UYUŞMAZLIĞIN TESPİTİ, DELİLLERİN DEĞERLENDİRİLMESİ VE GEREKÇE;
Dava, ayıplı olduğu iddia edilen vinç halatının kopmasından kaynaklı zararın rücuen tazmini için yapılan takibe itirazın iptali istemine ilişkindir.
Mahkemece yapılan yargılama sonucunda yukarıda yazılı gerekçelerle davanın reddine karar verildiği, karara karşı davacı vekili tarafından istinaf kanun yoluna başvurulduğu anlaşılmaktadır.
Mahkemece alınan bilirkişi heyet raporunda; söz konusu kopan vinç halatının laboratuvarda test edilmesi gerektiğinin bildirildiği, ancak davacı tarafça sözkonusu kopan halat sunulamadığından dosya üzerinden inceleme yapılarak rapor düzenlendiği, raporda “malzeme yorulması ve tellenme gibi bariz belirtileri dikkate almadan çalışmaya devam etmesi nedeniyle davadışı sigortalı şirketin kusurlu olduğu, davalı şirketin defalarca teklif ve tavsiyede bulunmuş olmasına göre kusuru bulunmadığı, kopma nedeninin vincin gün içerisinde fazla çalışması olduğu ve sistemin FEM 3 M normuna döndürülmemiş olması olduğu” şeklinde görüş bildirildiği, mahkemece de bu rapora göre ve ispat yükü üzerinde olan davacı tarafça ayıplı mal iddiasının ispatlanamadığı gerekçesiyle dosya kapsamına göre davanın reddine karar verildiği anlaşılmaktadır.

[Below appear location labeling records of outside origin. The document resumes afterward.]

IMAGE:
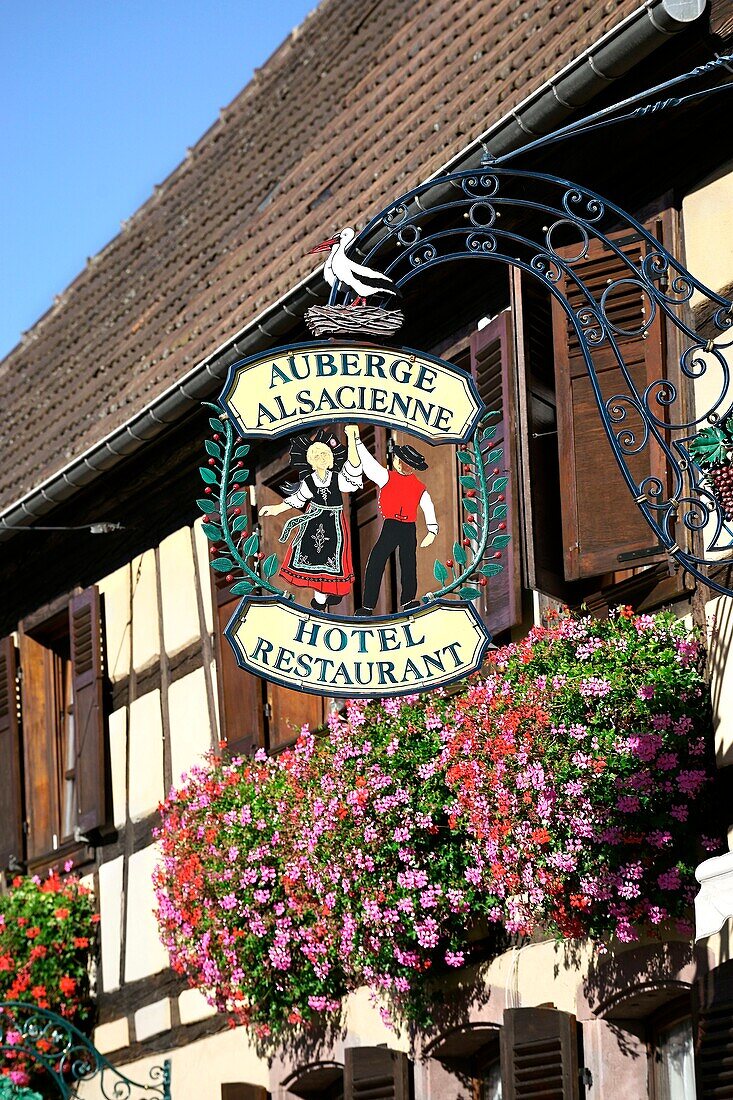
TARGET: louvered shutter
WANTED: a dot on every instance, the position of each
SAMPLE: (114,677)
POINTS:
(712,1015)
(492,349)
(238,1090)
(367,524)
(287,710)
(539,1055)
(85,633)
(375,1073)
(11,799)
(600,519)
(40,758)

Davacı taraf, ellerinde kopan halatın incelenmesi için numune bulunmadığını belirtmiş olup, dosyada davalının davadışı sigortalıya vinç sistemindeki eksiklikleri belirten ve bu husustaki revizyon tekliflerini içeren belgelerin mevcut olmasına, mahkemece alınan bilirkişi heyet raporunun hüküm kurmaya ve denetime elverişli bulunmasına, davalı şirketin ayıplı mal sattığına dair somut bir delil sunulamamış olmasına ve davadışı sigortalı şirketin vinç halatı bakımından gerekli revizyonları yaptırmadan kullanması esnasında sözkonusu zararın meydana gelmiş olmasına göre, mahkeme gerekçesinde usul ve esas yönünden hukuka bir aykırılık bulunmadığından davacı vekilinin istinaf itirazlarının esastan reddi gerekmiştir.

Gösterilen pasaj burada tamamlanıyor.